Having had a spiritual awakening as a result of these steps, we tried to carry this message to alcoholics and to practice these principles in all our affairs. Step 12 Alcoholics Anonymous
Early on in recovery, I rebelled against the notion that I was never going to be safe outside of a recovery setting. I saw the value of “sticking with the winners” but I also remember laying in a detox bed with only a Big Book for entertainment and reading in a Vision For You how Alcoholics Anonymous was meant to get the alcoholic back to functioning in today’s society. I wanted that. I wanted to be able to walk into a grocery store, and if the check-out person didn’t smile at me, not think it was all about me and a good excuse for a binge. I wanted to go to a funeral sober. I wanted to go whitewater rafting in a dry county, enjoy the trip, and not be panic-stricken about where my next drink would come from.
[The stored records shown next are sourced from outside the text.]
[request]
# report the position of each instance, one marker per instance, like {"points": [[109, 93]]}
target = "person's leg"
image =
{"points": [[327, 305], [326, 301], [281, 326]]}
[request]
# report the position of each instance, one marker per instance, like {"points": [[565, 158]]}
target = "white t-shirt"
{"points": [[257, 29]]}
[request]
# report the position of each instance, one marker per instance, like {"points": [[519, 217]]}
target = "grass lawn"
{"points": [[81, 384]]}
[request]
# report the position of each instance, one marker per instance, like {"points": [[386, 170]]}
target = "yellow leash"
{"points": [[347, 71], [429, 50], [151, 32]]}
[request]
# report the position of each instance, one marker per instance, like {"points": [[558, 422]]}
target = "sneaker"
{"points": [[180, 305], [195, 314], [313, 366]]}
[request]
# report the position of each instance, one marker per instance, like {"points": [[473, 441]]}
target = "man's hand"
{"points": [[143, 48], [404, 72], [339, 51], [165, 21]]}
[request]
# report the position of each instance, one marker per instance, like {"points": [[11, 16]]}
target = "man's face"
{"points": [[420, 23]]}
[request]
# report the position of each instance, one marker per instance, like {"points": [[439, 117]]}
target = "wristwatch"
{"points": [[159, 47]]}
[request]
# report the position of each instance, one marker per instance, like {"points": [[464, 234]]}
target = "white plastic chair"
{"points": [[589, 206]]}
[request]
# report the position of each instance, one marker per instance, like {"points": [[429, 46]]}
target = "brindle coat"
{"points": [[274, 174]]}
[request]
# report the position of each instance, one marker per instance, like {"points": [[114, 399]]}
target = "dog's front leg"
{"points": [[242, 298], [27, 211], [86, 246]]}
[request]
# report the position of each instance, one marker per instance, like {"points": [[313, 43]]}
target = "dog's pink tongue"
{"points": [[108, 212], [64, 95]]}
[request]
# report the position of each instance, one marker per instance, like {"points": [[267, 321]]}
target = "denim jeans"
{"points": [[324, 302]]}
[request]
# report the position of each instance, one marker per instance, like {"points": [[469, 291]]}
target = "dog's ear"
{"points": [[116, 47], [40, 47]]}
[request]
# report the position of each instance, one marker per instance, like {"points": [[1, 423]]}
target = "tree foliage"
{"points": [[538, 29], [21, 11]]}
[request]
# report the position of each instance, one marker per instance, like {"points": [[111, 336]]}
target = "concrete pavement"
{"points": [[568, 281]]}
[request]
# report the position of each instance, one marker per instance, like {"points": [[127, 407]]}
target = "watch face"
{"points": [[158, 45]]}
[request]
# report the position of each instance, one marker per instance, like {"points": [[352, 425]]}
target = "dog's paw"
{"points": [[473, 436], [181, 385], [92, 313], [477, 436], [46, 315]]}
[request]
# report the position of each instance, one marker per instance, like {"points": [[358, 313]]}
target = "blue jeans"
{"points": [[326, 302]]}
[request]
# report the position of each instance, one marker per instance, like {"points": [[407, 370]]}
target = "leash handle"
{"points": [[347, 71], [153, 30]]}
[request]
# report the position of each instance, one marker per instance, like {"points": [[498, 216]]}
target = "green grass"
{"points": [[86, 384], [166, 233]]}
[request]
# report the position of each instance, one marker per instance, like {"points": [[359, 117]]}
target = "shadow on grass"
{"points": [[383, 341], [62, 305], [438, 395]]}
Today, that level of functioning is possible for me in recovery. I find it revealing in the past few years that the longer I stay sober, the more I come to rely on recovery contexts. Part of the reliance comes from doing more and more things in recovery for the first time. I keep coming back to the same thing – How do I do things sober for the first time? Next month I am going to South America to work in a very remote area, a 12-hour bus ride from the nearest city. A fiesta will occur during the time I am there. I find myself thinking about “how am I going to be a guest in a community where I don’t speak the language, where a good bit of the fiesta will involve alcohol, and not feel the need to drink?” As in the past years of weddings, celebrations, dinners, picnics, and other social events, I will think through the process in advance and be prepared.
Today, I find that I cannot compartmentalize life as recovery and other. That understanding speaks to the depths to which addictive thinking permeates the core of my existence, leading me to understand the need to practice these principles in all my affairs.